One way or the other, politics needs to send signals to the manufacturers and customers, where things are going. Yes, I expect the ban to be completely a token effort because people stopped buying ICE cars long before, but that might be triggered by this token now. Also, when discussing large scale infrastructure needed, be it grid enhancement or charge point creation, having this clear goal helps with the planning, especially when the government is involved.
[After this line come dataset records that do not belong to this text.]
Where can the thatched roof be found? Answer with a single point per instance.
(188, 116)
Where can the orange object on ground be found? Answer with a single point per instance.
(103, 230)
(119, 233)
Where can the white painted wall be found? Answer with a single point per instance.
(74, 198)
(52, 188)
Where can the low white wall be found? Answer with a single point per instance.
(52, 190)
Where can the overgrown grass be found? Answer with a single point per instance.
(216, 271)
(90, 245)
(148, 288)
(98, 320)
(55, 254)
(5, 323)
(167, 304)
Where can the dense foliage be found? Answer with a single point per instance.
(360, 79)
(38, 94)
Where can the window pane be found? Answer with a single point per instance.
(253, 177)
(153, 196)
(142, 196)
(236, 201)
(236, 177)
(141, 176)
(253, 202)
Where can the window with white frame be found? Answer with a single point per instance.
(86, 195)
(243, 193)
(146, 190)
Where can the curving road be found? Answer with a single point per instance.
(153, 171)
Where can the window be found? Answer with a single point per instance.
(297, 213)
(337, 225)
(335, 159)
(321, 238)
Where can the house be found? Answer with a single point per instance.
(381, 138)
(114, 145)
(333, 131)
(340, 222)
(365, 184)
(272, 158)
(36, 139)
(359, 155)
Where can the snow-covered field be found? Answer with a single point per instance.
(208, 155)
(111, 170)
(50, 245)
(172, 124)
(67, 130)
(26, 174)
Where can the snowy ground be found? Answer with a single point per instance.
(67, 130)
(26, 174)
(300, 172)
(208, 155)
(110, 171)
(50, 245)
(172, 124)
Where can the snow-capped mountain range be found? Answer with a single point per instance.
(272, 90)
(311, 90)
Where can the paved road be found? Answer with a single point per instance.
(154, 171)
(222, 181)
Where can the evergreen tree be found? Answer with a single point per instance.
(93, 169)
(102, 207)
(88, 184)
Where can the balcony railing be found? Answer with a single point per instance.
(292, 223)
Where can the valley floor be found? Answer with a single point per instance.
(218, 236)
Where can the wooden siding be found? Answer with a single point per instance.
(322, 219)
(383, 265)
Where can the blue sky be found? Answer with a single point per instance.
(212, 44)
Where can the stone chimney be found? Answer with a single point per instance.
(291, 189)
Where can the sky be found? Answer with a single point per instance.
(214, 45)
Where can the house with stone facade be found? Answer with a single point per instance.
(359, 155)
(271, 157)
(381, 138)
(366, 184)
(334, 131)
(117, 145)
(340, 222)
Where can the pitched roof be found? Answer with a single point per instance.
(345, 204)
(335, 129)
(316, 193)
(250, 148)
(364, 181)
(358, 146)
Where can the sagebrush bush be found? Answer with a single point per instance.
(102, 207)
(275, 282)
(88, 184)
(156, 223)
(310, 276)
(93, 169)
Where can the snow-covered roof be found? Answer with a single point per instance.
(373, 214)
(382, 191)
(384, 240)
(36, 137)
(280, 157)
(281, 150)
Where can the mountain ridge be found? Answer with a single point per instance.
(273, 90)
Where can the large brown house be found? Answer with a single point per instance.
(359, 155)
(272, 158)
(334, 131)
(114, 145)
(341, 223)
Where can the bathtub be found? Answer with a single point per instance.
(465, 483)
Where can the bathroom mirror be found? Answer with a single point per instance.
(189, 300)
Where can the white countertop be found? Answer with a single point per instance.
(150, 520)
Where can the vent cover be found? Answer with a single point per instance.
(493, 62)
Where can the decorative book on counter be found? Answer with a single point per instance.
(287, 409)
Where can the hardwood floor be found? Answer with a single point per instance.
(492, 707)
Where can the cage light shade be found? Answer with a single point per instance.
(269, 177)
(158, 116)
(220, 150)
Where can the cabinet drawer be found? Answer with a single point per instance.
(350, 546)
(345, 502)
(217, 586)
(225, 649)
The climate doesn't care also for political choices based on nothing else than PR
EV are cool, they make people who supports them blindly look cool too
Banning fast fashion is not, it'll make anyone who proposed it sound like a sad trombone or a "boomer" who wants to stop youth expression of inner self
But I know which is worse and I know that if we ban the first, we should obviously ban the other 5 years before
p.s. I do not own a car anymore (sold the last one 7 years ago) and I only make an average of less than 1 thousand Kms/year - this year I still have to surpass the 500 Kms - on rented cars (mainly inside the city, on electric cars)
I’m not a fan of gas vehicles. The only car I own is a Tesla. Still, I’m aware that gasoline cars do have certain advantages and banning them outright seems more detrimental than taxing them.